Last month was the most volatile for the credit markets since the correlation crisis in May 2005. In Europe, the iTraxx credit derivatives indexes registered their largest single-day widening on February 28, while the iTraxx Crossover index regularly traded in a 30-plus basis-point daily range. A glance at the Dow Jones CDX indexes tells a similar story - high volatility and increased volumes.
These movements initially stemmed from weakness in equities and rising delinquencies in US subprime loans, leading to fears of contagion into the broader markets. These concerns now seem to have faded, at least to some extent - yes, there are ongoing concerns about delinquencies in subprime, but most analysts feel there is unlikely to be a wider impact.
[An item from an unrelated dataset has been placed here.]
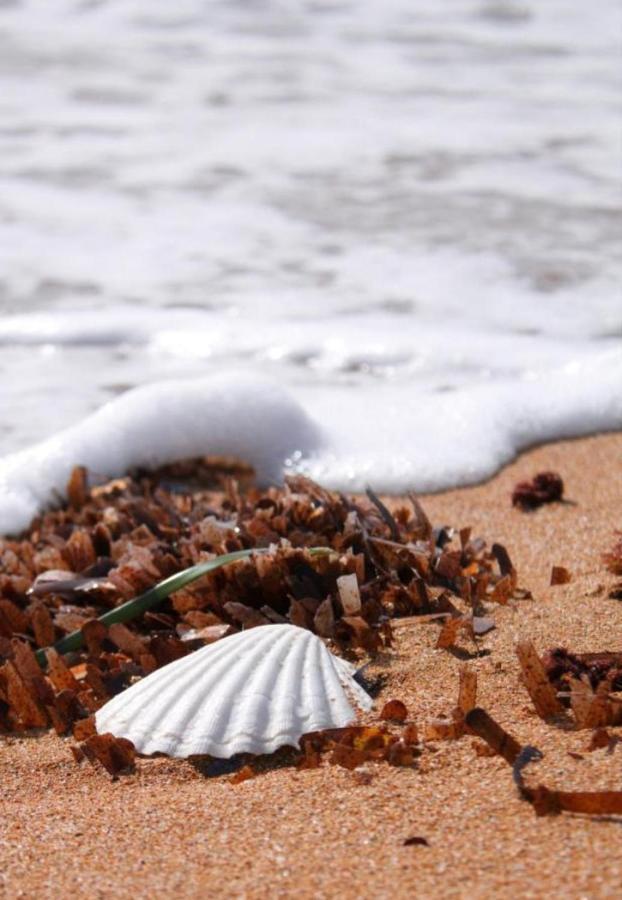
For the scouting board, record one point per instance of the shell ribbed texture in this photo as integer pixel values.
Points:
(252, 692)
For a start, the subprime sector, despite growing rapidly in the past few years, is still a relatively small part of the overall US mortgage market - about 9% of new loan originations in 2006, according to Bear Stearns. It has enabled borrowers with low credit scores to take on mortgages with loan-to-value (LTV) ratios approaching 100%, without providing verification of their income. But now, US regulators are likely to require lenders to tighten underwriting standards. Combined with falling house prices, and the fact that a number of subprime lenders have either gone bankrupt or closed their doors to new business, subprime borrowers may find it increasingly difficult to refinance their loans in the future. That, in turn, could mean delinquencies are set to rise further.
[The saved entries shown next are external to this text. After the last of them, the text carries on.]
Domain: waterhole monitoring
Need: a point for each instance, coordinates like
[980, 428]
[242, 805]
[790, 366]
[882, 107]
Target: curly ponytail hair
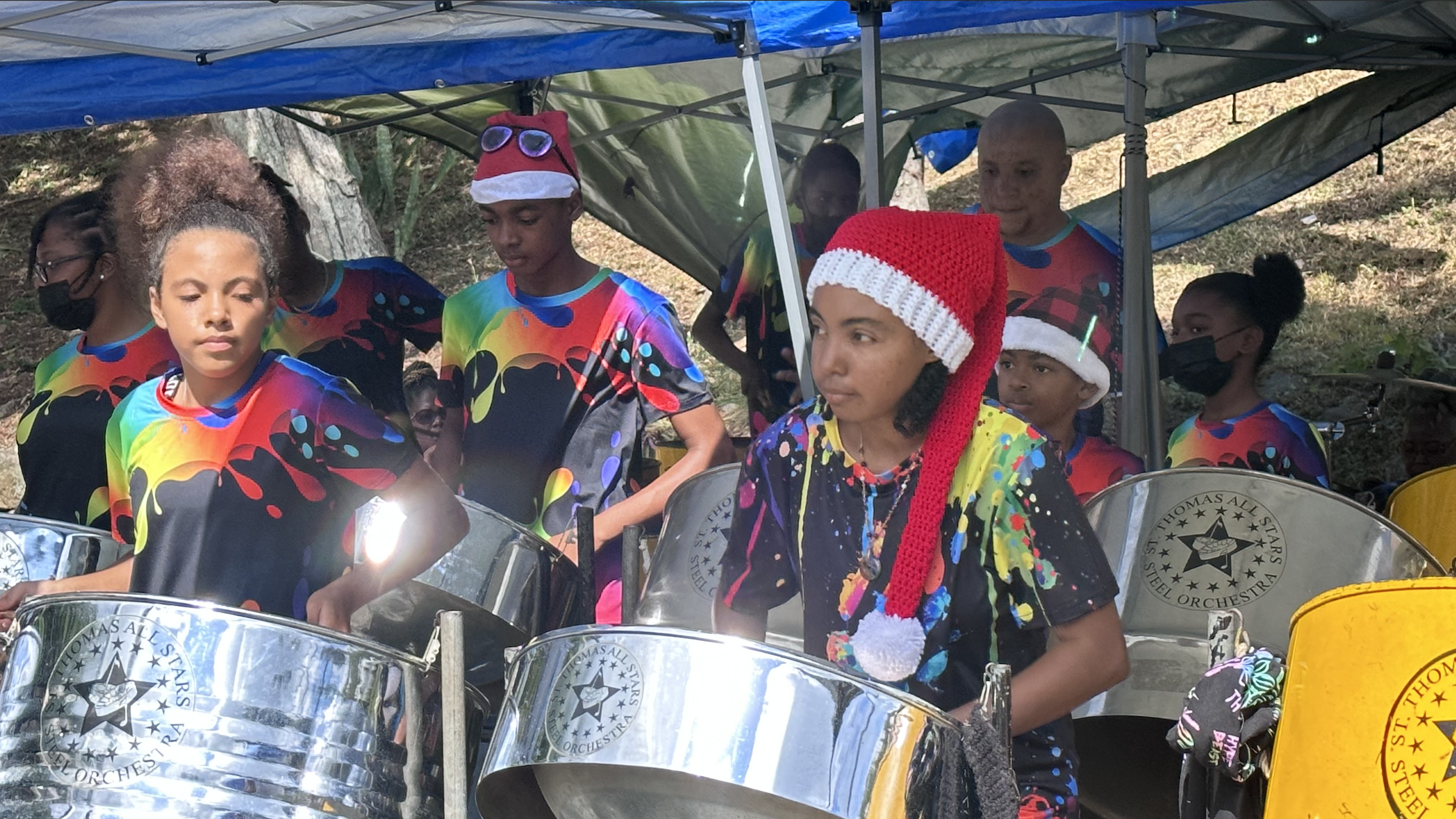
[1270, 299]
[196, 184]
Whether this spreads to other sectors of the mortgage market depends, to some extent, on whether the loose underwriting standards and high LTVs existed among lenders outside the subprime market. Most analysts think not.
Where there could be an ongoing impact is in residential mortgage-backed securities (RMBSs) and collateralised debt obligation of asset-backed securities (CDO of ABSs). Bear Stearns analysts predicted the origination of subprime mortgages will fall by 30% this year, which will affect the volume and mix of RMBSs and CDO of ABSs sold. Current deals are also likely to be affected, with some dealers reporting that several planned CDO of ABSs have been postponed following the volatility of spreads. There have also been rumours that a handful of dealers posted hefty mark-to-market losses on the ABS assets they were warehousing (see pages 42-44).
It may not be the broader credit repricing many traders are expecting, but it has certainly given some food for thought.